Jim McElwain should follow Nick Saban's Year 2 uptick

Despite a 10-win season, Jim McElwain knows he has plenty to work on at Florida. Kim Klement/USA TODAY Sports

As Florida coach Jim McElwain turns his attention to his second year in Gainesville, it might benefit him to remember the early months of 2008. He was fresh at his new job as Alabama's offensive coordinator when Nick Saban was eliminating the odor of his first season as the Crimson Tide's head coach.

After an uninspiring 7-6 2007 season that featured an embarrassing home loss to Louisiana-Monroe, Saban decided to it was time for a major makeover at one of college football's most storied programs. Saban wasn't going to wait and endure a slow rebuild. No, Saban put his foot on the gas and bowled over anyone and everyone who wasn't on board for a complete transformation.

Saban, who had already undertaken the task of rebuilding LSU years earlier (winning a national championship in the process) knew that in order to succeed in a conference that was only gaining momentum as a national power, he had to change the culture and attitude from within. McElwain was brought over from Fresno State to help in that metamorphosis, but it was more than just surrounding the program with better people.

This was a mental evolution, as much as it was physical.

"Boy, I'll tell you what, you know, I think that when you start a program," Saban said, "... you really have to establish fundamental sort of intangibles that are going to help you build the kind of character, competitive character in the people that you have in the organization to get them to be all that they can be, and that says a lot about the attitude that the players have, and that's certainly a challenge."

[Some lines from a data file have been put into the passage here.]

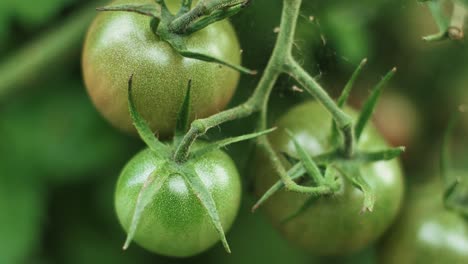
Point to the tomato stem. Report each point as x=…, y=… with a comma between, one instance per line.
x=281, y=61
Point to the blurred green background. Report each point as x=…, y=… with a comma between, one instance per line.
x=60, y=159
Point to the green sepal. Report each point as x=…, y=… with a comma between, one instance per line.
x=228, y=141
x=147, y=193
x=350, y=84
x=331, y=179
x=344, y=98
x=370, y=104
x=217, y=15
x=185, y=6
x=445, y=150
x=311, y=167
x=294, y=173
x=183, y=117
x=159, y=149
x=151, y=10
x=354, y=175
x=199, y=189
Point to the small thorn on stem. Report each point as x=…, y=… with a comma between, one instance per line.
x=463, y=108
x=455, y=33
x=364, y=62
x=297, y=89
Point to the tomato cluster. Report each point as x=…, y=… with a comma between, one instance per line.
x=331, y=225
x=179, y=218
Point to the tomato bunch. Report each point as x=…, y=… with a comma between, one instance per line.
x=178, y=197
x=330, y=225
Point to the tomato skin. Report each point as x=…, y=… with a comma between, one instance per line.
x=175, y=223
x=119, y=44
x=332, y=225
x=426, y=232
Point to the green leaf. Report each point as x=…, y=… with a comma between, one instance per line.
x=445, y=149
x=148, y=191
x=151, y=10
x=228, y=141
x=183, y=118
x=33, y=14
x=199, y=189
x=158, y=148
x=370, y=104
x=353, y=173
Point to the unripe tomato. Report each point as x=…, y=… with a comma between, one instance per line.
x=331, y=225
x=119, y=44
x=426, y=232
x=175, y=223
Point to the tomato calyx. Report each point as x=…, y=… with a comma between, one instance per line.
x=170, y=166
x=322, y=170
x=175, y=28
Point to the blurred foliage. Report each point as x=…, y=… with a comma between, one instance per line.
x=60, y=159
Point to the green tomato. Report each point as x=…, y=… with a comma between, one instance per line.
x=331, y=225
x=119, y=44
x=175, y=223
x=426, y=232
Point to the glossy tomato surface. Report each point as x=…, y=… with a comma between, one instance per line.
x=426, y=232
x=331, y=225
x=119, y=44
x=175, y=223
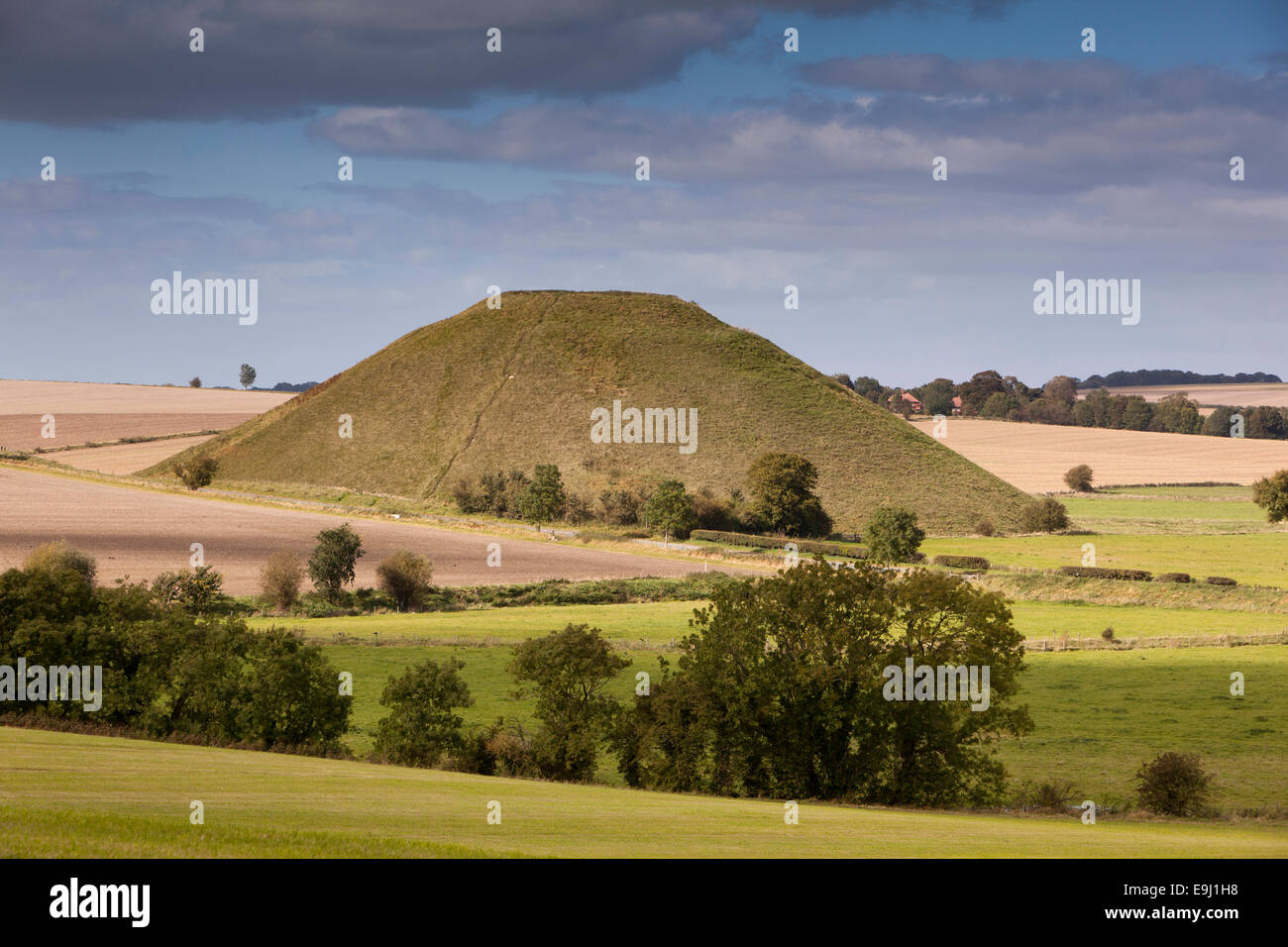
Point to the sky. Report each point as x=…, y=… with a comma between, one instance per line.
x=767, y=169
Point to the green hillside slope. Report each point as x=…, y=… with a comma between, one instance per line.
x=492, y=389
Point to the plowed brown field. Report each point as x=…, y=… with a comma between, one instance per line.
x=141, y=534
x=93, y=412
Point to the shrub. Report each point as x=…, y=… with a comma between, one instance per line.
x=421, y=724
x=570, y=671
x=404, y=578
x=1271, y=495
x=59, y=556
x=1102, y=573
x=544, y=499
x=893, y=535
x=1044, y=515
x=331, y=565
x=1050, y=795
x=1078, y=478
x=196, y=472
x=497, y=750
x=1173, y=784
x=961, y=562
x=670, y=510
x=281, y=578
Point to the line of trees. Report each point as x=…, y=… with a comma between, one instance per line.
x=781, y=499
x=171, y=667
x=778, y=690
x=992, y=395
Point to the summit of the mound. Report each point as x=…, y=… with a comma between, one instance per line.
x=497, y=389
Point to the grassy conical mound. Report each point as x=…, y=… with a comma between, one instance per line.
x=497, y=389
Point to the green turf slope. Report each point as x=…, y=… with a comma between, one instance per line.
x=493, y=389
x=67, y=795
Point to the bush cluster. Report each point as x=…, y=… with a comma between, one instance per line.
x=1102, y=573
x=962, y=562
x=747, y=539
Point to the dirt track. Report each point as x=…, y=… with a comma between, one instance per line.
x=85, y=412
x=142, y=534
x=124, y=459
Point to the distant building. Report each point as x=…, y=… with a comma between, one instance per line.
x=911, y=399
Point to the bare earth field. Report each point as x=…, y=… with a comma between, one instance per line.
x=1245, y=395
x=1035, y=457
x=141, y=534
x=88, y=412
x=125, y=459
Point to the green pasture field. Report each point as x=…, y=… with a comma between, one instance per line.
x=1158, y=509
x=1098, y=715
x=71, y=795
x=651, y=625
x=656, y=622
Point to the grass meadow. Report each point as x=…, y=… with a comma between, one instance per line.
x=1098, y=715
x=99, y=796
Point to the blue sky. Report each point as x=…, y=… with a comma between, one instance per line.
x=516, y=169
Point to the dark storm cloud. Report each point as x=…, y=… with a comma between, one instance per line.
x=76, y=62
x=1016, y=125
x=1073, y=82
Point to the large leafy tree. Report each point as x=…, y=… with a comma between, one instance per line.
x=782, y=489
x=670, y=510
x=568, y=672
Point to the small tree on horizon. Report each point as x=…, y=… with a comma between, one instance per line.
x=281, y=578
x=404, y=577
x=423, y=724
x=670, y=509
x=782, y=487
x=1271, y=495
x=1078, y=478
x=893, y=535
x=544, y=499
x=196, y=472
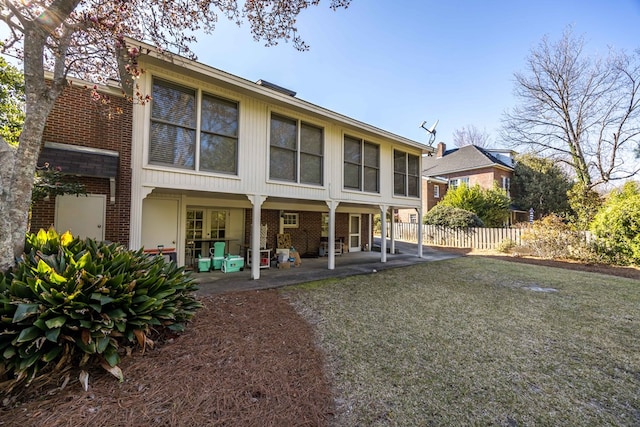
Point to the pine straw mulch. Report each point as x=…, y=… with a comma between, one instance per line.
x=247, y=359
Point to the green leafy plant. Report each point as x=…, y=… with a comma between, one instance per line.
x=551, y=237
x=451, y=217
x=74, y=303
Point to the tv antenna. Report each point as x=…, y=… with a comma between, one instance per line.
x=431, y=131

Saban's football team accepted the challenge and earned a SEC championship game appearance and a BCS bowl spot.

And as McElwain, who helped win two national championships with Saban (2009 and 2011), embarks on his own second year with his own SEC team, it's time for his own cleansing for the better good. Saban decided to pound his 2008 team mentally in order to create a culture of excellence that refused to accept mediocrity. Saban is one of the few coaches who is so good at crafting such mentalities, but McElwain's time with his old boss should payoff, as he attempts to push Florida more and more toward the pedestal Alabama current sits upon.

"It's a long ways away,'' McElwain told reporters before the Gators' 41-7 loss to Michigan in the Buffalo Wild Wings Citrus Bowl. "There's a lot of short-term solutions that end up backhanding you later in life. There are a lot of short cuts you can take to make it look prettier early, but if you don't have everything set -- including everybody in the organization -- which we are still in the process of making sure we understand where we need to be as a total program."

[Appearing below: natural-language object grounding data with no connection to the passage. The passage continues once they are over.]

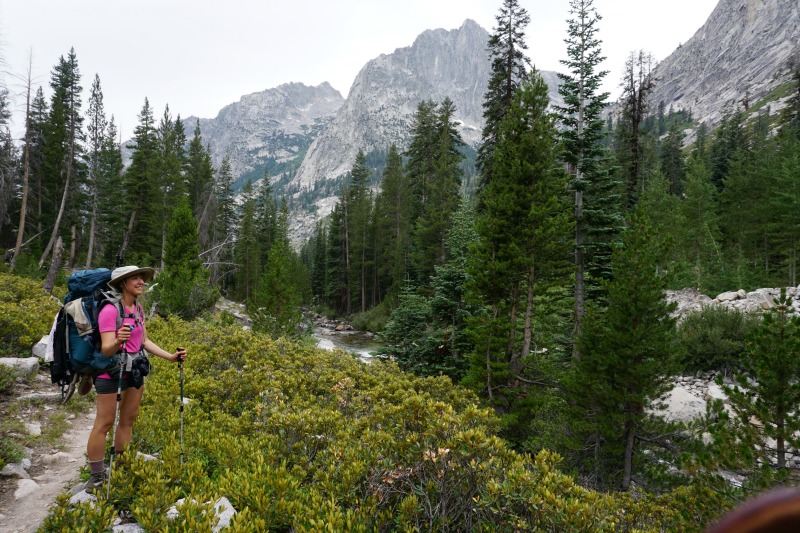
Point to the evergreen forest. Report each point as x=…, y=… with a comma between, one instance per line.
x=521, y=310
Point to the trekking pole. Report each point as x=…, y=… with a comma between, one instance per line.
x=180, y=367
x=123, y=362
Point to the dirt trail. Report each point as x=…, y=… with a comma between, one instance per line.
x=54, y=470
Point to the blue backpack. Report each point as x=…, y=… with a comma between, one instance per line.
x=76, y=339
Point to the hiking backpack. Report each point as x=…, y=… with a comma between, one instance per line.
x=76, y=339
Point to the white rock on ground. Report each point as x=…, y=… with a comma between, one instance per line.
x=222, y=508
x=682, y=405
x=15, y=470
x=25, y=487
x=40, y=347
x=25, y=367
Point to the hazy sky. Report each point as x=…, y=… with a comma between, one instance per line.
x=200, y=55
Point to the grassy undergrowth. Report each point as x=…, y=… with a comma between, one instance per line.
x=301, y=439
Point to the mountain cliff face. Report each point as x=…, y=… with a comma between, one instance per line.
x=385, y=94
x=745, y=48
x=269, y=129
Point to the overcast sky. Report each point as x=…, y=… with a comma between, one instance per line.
x=200, y=55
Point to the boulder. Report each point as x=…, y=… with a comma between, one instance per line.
x=727, y=296
x=40, y=347
x=25, y=487
x=715, y=392
x=16, y=470
x=222, y=508
x=26, y=367
x=682, y=405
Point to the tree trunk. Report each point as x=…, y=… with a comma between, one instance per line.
x=127, y=238
x=25, y=175
x=57, y=224
x=527, y=335
x=580, y=284
x=55, y=264
x=73, y=246
x=630, y=436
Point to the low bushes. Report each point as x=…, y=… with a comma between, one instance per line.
x=300, y=439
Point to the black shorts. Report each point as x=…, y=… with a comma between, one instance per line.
x=109, y=386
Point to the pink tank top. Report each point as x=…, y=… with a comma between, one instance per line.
x=107, y=321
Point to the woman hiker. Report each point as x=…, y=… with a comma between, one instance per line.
x=130, y=338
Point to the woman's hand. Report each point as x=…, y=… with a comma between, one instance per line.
x=123, y=334
x=180, y=355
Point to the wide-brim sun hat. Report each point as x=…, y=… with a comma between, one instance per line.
x=120, y=274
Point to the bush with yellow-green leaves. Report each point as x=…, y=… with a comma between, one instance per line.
x=300, y=439
x=26, y=313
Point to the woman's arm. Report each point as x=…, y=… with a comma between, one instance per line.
x=155, y=349
x=112, y=341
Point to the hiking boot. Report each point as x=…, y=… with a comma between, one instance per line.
x=95, y=482
x=86, y=385
x=66, y=395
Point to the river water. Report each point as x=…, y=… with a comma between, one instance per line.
x=359, y=343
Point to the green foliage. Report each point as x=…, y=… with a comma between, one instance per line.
x=763, y=425
x=713, y=339
x=26, y=314
x=7, y=379
x=183, y=288
x=10, y=450
x=627, y=360
x=374, y=319
x=308, y=440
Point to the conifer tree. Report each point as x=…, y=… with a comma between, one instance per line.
x=627, y=357
x=427, y=335
x=7, y=163
x=220, y=256
x=171, y=141
x=35, y=153
x=200, y=181
x=63, y=152
x=143, y=234
x=359, y=213
x=96, y=128
x=672, y=161
x=509, y=71
x=421, y=157
x=184, y=289
x=441, y=197
x=631, y=140
x=764, y=424
x=247, y=251
x=338, y=266
x=279, y=294
x=317, y=261
x=701, y=240
x=266, y=215
x=112, y=218
x=581, y=136
x=392, y=220
x=524, y=241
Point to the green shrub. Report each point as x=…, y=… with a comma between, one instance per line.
x=10, y=451
x=713, y=339
x=6, y=379
x=307, y=440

McElwain knew even before that listless performance against the Wolverines that this program was much further behind than its 10-win season would imply. When you lose your final three games of the season by a combined 73 points, change must happen, no matter how far your program has come in a year's time.

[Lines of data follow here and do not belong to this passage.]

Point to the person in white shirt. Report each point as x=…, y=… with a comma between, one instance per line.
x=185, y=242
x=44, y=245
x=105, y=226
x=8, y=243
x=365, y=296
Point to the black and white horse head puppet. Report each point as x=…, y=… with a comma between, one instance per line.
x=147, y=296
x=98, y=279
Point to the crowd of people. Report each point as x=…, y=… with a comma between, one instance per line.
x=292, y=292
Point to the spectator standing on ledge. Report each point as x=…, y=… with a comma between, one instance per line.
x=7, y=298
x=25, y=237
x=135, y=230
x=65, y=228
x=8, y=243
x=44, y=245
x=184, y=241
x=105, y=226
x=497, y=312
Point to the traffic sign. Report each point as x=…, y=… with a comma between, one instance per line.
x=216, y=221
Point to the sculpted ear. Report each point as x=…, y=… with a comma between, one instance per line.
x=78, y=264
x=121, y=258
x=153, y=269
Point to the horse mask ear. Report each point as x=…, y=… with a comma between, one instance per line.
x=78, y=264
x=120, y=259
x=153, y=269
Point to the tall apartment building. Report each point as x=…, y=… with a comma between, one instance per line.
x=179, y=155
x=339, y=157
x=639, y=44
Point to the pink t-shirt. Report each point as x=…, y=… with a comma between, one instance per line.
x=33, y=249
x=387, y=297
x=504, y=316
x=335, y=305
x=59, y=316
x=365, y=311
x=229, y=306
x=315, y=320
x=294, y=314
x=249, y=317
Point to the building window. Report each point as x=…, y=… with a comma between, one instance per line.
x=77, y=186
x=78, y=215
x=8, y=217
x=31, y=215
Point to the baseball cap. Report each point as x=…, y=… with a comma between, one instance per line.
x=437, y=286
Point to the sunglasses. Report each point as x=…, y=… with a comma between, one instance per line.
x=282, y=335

The basic building blocks that made Saban's 2008 improvement? It revolved around respect, a trust in principles and values, players respecting and trusting each other and the coaches' new pathway toward success, accountability and self-determination. Sprinkle in a more positive, confident attitude and some work ethic on top, and you have a foundation to work with, Saban said.

But this isn't an overnight fix, no matter how McElwain started.

McElwain took a team mired in mediocrity back to Atlanta for the SEC title game for the first time since 2009. You can't underestimate how impressive Florida's turnaround was, but for the Gators are far from a finished product. The offense was atrocious during the last month of the season, finishing the season ranked 111th nationally in total offense (334 ypg) and 71st in offensive efficiency (46.5). And players fully-admitted to becoming complacent after clinching the Eastern Division, proving their mental immaturity.

What made Alabama's quick transformation possible was an infusion of talent and attitude. Saban signed the nation's No. 3 recruiting class in 2008, and he immediately put it through the mental wringer. McElwain isn't far behind, currently owning the No. 7 recruiting class.

But where McElwain must dive in deep is in the character column. Florida's football team still needs to grow up and has some toughening up to do. Saban didn't get to a fourth championship without rebuilding the players around him, and McElwain has seen that in the flesh. It's his job to take elements of that training and implement it into his own teaching.